Co-sleeping is definitely a tricky subject. The American Academy of Pediatrics (AAP) recommends against certain kinds of co-sleeping — bed-sharing specifically — saying that newborns should sleep in the same room as parents, but not in the same bed. There's a good reason for that: Co-sleeping has been linked to sudden infant death syndrome (SIDS), as well as other sleep-related deaths. Parents who come out as co-sleepers are often accused of not caring about their infant's safety — often because the general public doesn't differentiate between co-sleeping and bed-sharing.

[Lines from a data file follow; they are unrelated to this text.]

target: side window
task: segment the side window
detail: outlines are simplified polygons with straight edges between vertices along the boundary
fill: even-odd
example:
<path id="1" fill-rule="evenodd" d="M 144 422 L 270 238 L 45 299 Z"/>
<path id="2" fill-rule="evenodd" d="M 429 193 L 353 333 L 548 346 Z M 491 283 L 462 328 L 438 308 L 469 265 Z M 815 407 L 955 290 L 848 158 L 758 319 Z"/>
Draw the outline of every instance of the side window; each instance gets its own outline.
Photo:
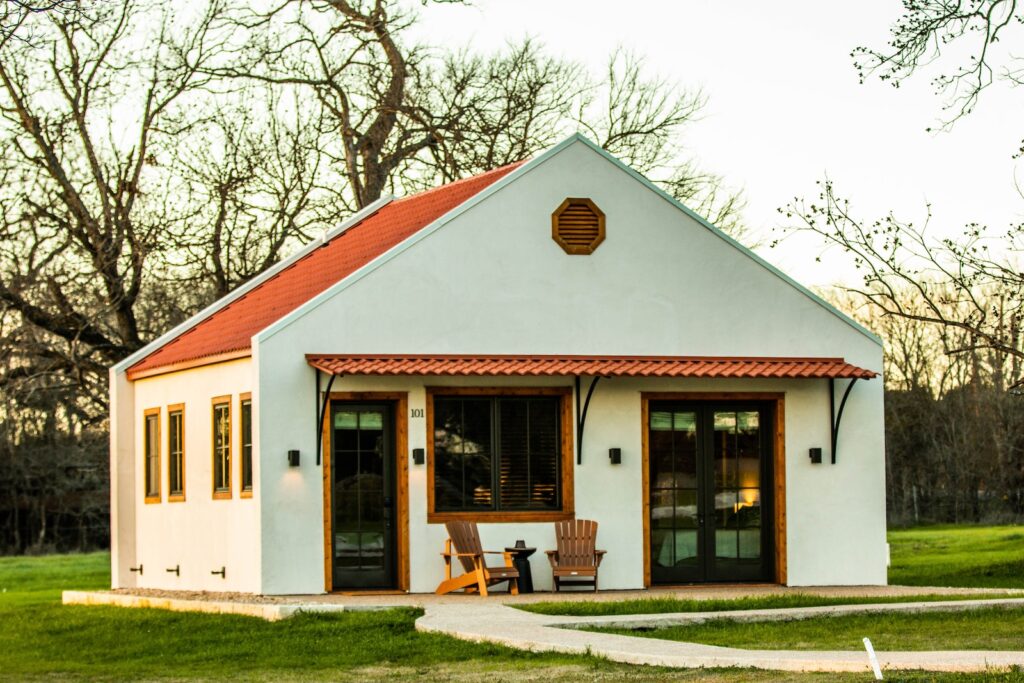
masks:
<path id="1" fill-rule="evenodd" d="M 242 395 L 242 494 L 252 495 L 252 399 Z"/>
<path id="2" fill-rule="evenodd" d="M 167 407 L 167 500 L 185 500 L 185 406 Z"/>
<path id="3" fill-rule="evenodd" d="M 160 409 L 150 408 L 143 415 L 143 458 L 147 503 L 160 502 Z"/>
<path id="4" fill-rule="evenodd" d="M 231 397 L 213 400 L 213 497 L 231 497 Z"/>

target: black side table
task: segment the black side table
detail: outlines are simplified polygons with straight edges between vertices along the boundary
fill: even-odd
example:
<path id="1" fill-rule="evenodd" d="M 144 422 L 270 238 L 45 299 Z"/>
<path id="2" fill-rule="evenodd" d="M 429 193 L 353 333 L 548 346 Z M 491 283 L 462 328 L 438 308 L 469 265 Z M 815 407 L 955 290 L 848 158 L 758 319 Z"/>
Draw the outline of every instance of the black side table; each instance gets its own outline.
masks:
<path id="1" fill-rule="evenodd" d="M 516 571 L 519 572 L 519 592 L 520 593 L 532 593 L 533 592 L 533 574 L 530 573 L 530 555 L 537 552 L 536 548 L 505 548 L 506 553 L 512 553 L 512 564 L 516 566 Z"/>

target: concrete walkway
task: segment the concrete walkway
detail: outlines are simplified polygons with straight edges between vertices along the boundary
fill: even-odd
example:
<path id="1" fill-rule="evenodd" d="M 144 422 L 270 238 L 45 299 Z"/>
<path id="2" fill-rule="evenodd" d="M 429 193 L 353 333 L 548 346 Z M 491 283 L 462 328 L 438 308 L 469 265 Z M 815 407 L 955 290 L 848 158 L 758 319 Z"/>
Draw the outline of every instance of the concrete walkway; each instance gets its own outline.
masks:
<path id="1" fill-rule="evenodd" d="M 744 595 L 751 595 L 751 587 Z M 775 593 L 778 587 L 765 587 L 766 593 Z M 725 589 L 729 591 L 730 589 Z M 754 591 L 757 594 L 759 591 Z M 928 588 L 887 587 L 878 589 L 783 589 L 783 592 L 819 595 L 909 595 L 964 593 L 961 591 Z M 1012 591 L 1007 591 L 1012 592 Z M 416 621 L 420 631 L 443 633 L 463 640 L 488 642 L 537 652 L 592 654 L 616 662 L 648 664 L 654 666 L 699 668 L 742 667 L 786 671 L 869 671 L 867 655 L 863 651 L 797 651 L 797 650 L 744 650 L 716 647 L 697 643 L 683 643 L 655 638 L 639 638 L 611 633 L 581 630 L 587 627 L 658 627 L 696 624 L 709 619 L 735 619 L 738 621 L 770 621 L 807 619 L 820 616 L 881 612 L 925 612 L 980 609 L 991 606 L 1024 608 L 1024 598 L 949 600 L 939 602 L 879 603 L 866 605 L 837 605 L 772 610 L 743 610 L 735 612 L 687 612 L 677 614 L 641 614 L 628 616 L 571 617 L 534 614 L 515 609 L 511 605 L 540 600 L 593 600 L 630 599 L 635 597 L 723 597 L 718 589 L 708 595 L 695 594 L 684 589 L 662 592 L 646 591 L 638 595 L 625 593 L 593 594 L 562 593 L 534 594 L 531 596 L 495 595 L 480 598 L 465 595 L 355 595 L 355 596 L 288 596 L 276 598 L 250 598 L 237 595 L 207 595 L 174 597 L 169 595 L 139 595 L 127 592 L 66 591 L 65 604 L 106 604 L 125 607 L 154 607 L 178 611 L 201 611 L 247 614 L 269 620 L 285 619 L 299 612 L 341 612 L 373 610 L 389 607 L 417 606 L 424 615 Z M 737 597 L 732 595 L 731 597 Z M 218 599 L 219 598 L 219 599 Z M 870 634 L 868 634 L 870 635 Z M 984 671 L 1024 666 L 1024 652 L 1010 651 L 937 651 L 937 652 L 879 652 L 883 669 L 924 669 L 930 671 Z"/>
<path id="2" fill-rule="evenodd" d="M 1024 607 L 1024 599 L 970 600 L 877 605 L 843 605 L 785 610 L 700 612 L 614 617 L 559 617 L 533 614 L 508 605 L 481 601 L 474 609 L 464 605 L 437 604 L 416 621 L 421 631 L 445 633 L 456 638 L 498 643 L 536 652 L 593 654 L 616 662 L 680 668 L 742 667 L 785 671 L 869 671 L 863 651 L 743 650 L 655 638 L 635 638 L 579 630 L 587 626 L 666 626 L 700 623 L 708 619 L 743 621 L 806 619 L 825 615 L 923 612 L 979 609 L 991 606 Z M 938 652 L 879 652 L 883 669 L 929 671 L 985 671 L 1024 666 L 1024 652 L 964 650 Z"/>

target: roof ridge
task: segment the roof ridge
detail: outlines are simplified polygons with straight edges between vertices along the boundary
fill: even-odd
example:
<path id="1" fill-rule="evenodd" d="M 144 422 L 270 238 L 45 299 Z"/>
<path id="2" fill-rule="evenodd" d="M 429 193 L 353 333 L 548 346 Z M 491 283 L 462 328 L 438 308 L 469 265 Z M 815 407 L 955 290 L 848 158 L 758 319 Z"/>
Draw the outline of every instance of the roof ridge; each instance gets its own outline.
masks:
<path id="1" fill-rule="evenodd" d="M 414 192 L 413 194 L 405 195 L 403 197 L 398 197 L 398 198 L 394 199 L 391 203 L 392 204 L 401 204 L 402 202 L 406 202 L 406 201 L 408 201 L 410 199 L 416 199 L 416 198 L 420 198 L 420 197 L 425 197 L 426 195 L 432 194 L 434 192 L 439 192 L 441 190 L 450 190 L 453 187 L 456 187 L 458 185 L 462 185 L 464 183 L 468 183 L 468 182 L 472 182 L 472 181 L 475 181 L 475 180 L 480 180 L 482 178 L 486 178 L 487 176 L 491 175 L 492 173 L 501 173 L 503 171 L 504 172 L 510 171 L 510 170 L 515 169 L 515 168 L 517 168 L 519 166 L 522 166 L 527 161 L 528 161 L 528 159 L 520 159 L 519 161 L 513 161 L 510 164 L 504 164 L 502 166 L 497 166 L 497 167 L 492 168 L 492 169 L 490 169 L 488 171 L 481 171 L 480 173 L 475 173 L 473 175 L 466 176 L 465 178 L 457 178 L 457 179 L 455 179 L 455 180 L 453 180 L 451 182 L 445 183 L 443 185 L 438 185 L 436 187 L 428 187 L 425 190 L 420 190 L 419 192 Z"/>

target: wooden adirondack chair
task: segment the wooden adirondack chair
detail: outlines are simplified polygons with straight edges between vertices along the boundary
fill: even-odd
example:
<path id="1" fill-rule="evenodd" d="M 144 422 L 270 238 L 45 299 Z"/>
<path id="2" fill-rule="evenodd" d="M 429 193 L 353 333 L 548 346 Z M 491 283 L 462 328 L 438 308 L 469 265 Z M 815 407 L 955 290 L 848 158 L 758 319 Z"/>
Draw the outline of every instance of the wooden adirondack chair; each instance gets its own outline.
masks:
<path id="1" fill-rule="evenodd" d="M 508 591 L 512 595 L 519 595 L 519 572 L 512 564 L 512 553 L 499 550 L 484 550 L 480 546 L 480 532 L 476 522 L 447 522 L 445 528 L 448 530 L 448 540 L 444 542 L 444 581 L 442 581 L 435 593 L 444 595 L 459 589 L 465 589 L 467 593 L 479 592 L 487 596 L 487 587 L 508 581 Z M 484 555 L 504 555 L 505 566 L 488 567 L 484 561 Z M 462 564 L 463 574 L 452 578 L 452 558 L 457 558 Z"/>
<path id="2" fill-rule="evenodd" d="M 555 577 L 555 591 L 562 581 L 593 583 L 597 592 L 597 569 L 604 558 L 604 550 L 596 550 L 597 522 L 590 519 L 570 519 L 555 522 L 557 550 L 548 550 L 548 561 Z"/>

So it's no wonder the study in question, conducted by sociology professor Susan Stewart, found that half of co-sleeping parents interviewed didn't want anyone else to know, and lied about their sleeping habits to friends, family, and even pediatricians. (While lying to judgmental mom friends is one thing, lying to your child's pediatrician isn't a great idea when it comes to getting your child the proper, fully-informed care he or she needs.)

But while some are quick to shame those who fall asleep next to their infants, co-sleeping has plenty of advocates too, who point out that, in addition to being an easier option for exhausted parents and a valuable way to bond, it's also the way to go in much of the rest of the world. Harvard researchers Robert and Sarah Levine wrote in an op-ed for The Los Angeles Times that parents in Japan sleep in the same bed as their babies, and that country has one of the lowest rates of infant mortality in the world, lower than the rate in the United States. The Levines also pointed to evidence that co-sleeping leads to less sleep disruption for children. And what tired parent doesn't want that?

Then there's the whole issue of age — is it okay to co-sleep with your children once they're a little older, and the risk of SIDS is gone, or does it make them co-dependent? While some claim that continued co-sleeping can emotionally stunt children, a recent study in Pediatrics found that it didn't have any adverse affects.

Most people can agree that, while co-sleeping will likely continue to be controversial, parents shouldn't feel that they have to lie about the choices they're making for their children. That's not good for anyone.